This is André Musgrove, a 21-year-old freediver and underwater photographer from Nassau, Bahamas.
He takes the most incredible pictures and, of course, people love them. His Instagram account gets thousands of likes from fans.
He's definitely the kind of person you'd want to take on holiday to help you with those 🔥🔥🔥 poses.
But it's under the surface where Musgrove and his friends and close collaborators David Langlois and Sabine Banet really make the magic happen.
Musgrove, 21, told BuzzFeed News: “I started getting into underwater photography about, I guess you could say, officially, two years ago. I’ve always had an interest in the ocean and I also had an interest in cameras. I grew up around the water – freediving and spearfishing – thanks to my dad.
“I got into the photography aspect because none of my friends were there to actually see my adventures, so I always wanted a camera there so I could share the adventures I was having.”
After leaving high school, Musgrove worked for a dive shop in its underwater photography lab, where he got experience working with film crews and shooting celebrities. Eventually, he decided to strike out on his own.
"I love my job," he said. "I love it a lot: It's the combination of my two passions. I get to be in the water every day, living on a sailboat, and we have access to the water as much as we want. We can just roll off the side."
Some of their favourite locations include Thunderball Grotto (the location of the James Bond film of the same name), the Sir Nicholas Nuttall Coral Reef Sculpture Garden off the coast of New Providence, and numerous wreckages that make ideal homes for marine wildlife.
Musgrove says it takes a minimum of 45 minutes to capture the right shot and sometimes it takes up to three hours. And despite what people might think, he says, he doesn't photoshop any images – just a bit of colour correcting.
As an experienced freediver, Musgrove rarely uses scuba equipment and relies on breath-holding instead.
Musgrove, who has been spearfishing since the age of 8, actually prefers life under the surface: "I find walking on land uncomfortable sometimes," he said. "It's not like I'm tripping over things, I just prefer to be underwater as much as possible. It’s completely different from being on land, there is so much freedom – it gives the feeling of flight.
"The sense of gravity is greatly reduced because of the water buoyancy and I love the animals, the marine life. How you can interact with them is so much different, to me, to the animals on land, especially when you factor in the limited amount of animal encounters on land in the Bahamas.
"We don’t have any tigers or monkeys, or other animals that people consider pretty cool, but being underwater changes all that: sharks, turtles, stingrays, manta rays might come through. You see dolphins sometimes and all the different fish."
His favourite sea creature is the spotted eagle ray, which grows to about 5 metres long with a wingspan of up to 3 metres, as well as different varieties of shark.
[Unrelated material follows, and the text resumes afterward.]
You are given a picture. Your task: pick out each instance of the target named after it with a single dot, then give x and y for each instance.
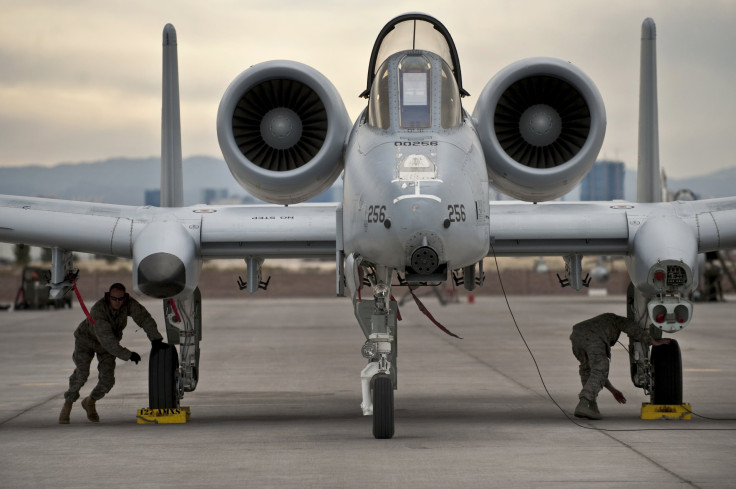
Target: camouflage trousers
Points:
(593, 355)
(82, 357)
"Our waters in the Bahamas are some of the clearest in the world. I can advocate that around the Exumas [an island chain in the Bahamas] have the most beautiful waters that I’ve ever swam in," he continued.
"The geographical location and the limestone and minerals make it so clear. For an underwater photographer, it's perfect.
"The Bahamas is also a shark sanctuary, so they come here for refuge and they’re protected, so for me that’s a big plus also, especially for photos."
"Sharks have a bad misrepresentation usually through the media thanks to movies like Jaws, 47 Metres Down, and The Shallows," he added.
"People believe the moment they step foot off the beach there's gonna be a shark there waiting to bite off your legs. The truth is they're more afraid of you than the opposite, basically.
"When they have a cut, people think the shark is going to smell it. Sharks have no attraction to human blood; it’s not in their instincts to sense human blood and connect that with food. It's only fish blood or another marine animal."
Musgrove says he has never had a bad experience during any of his dives: "No. Never. Nope. I’ve been in situations where you’re spearfishing and the shark might get really curious about your fish and start to bump you, but at no time have I ever felt threatened or afraid.
"That simply comes from knowing the animal, looking for signs in its behaviour that tells you what you should and should not do. It's education and experience, basically."
"The big dream for me is to travel around the world making creative content and creative concepts and also using my talents to be a voice for the voiceless, meaning the underwater world."
He continued: "The animals can't speak, so I want to speak up for sharks, shark conservation, and marine conservation on the whole. If sharks could talk, what would they say? 'Stop shark finning!'
"Shark fin soup is a popular meal in Asia and some other places and the sharks are only killed for the use of their fins then the rest of their body is completely wasted."
Musgrove says he's also not "very fond of" man-made pollution that is causing significant damage to coral reefs around the world.
"I see its impact every day. Every day we go out we see fishing lines on the coral, plastic bottles, and one thing I'm noticing more of is helium balloons that people might release at birthday parties and special events. Those go up in the air but eventually they have to come back down and they usually end up in the ocean," he said.
"I don’t think people intentionally do it to harm the ocean, but I just think they're not aware."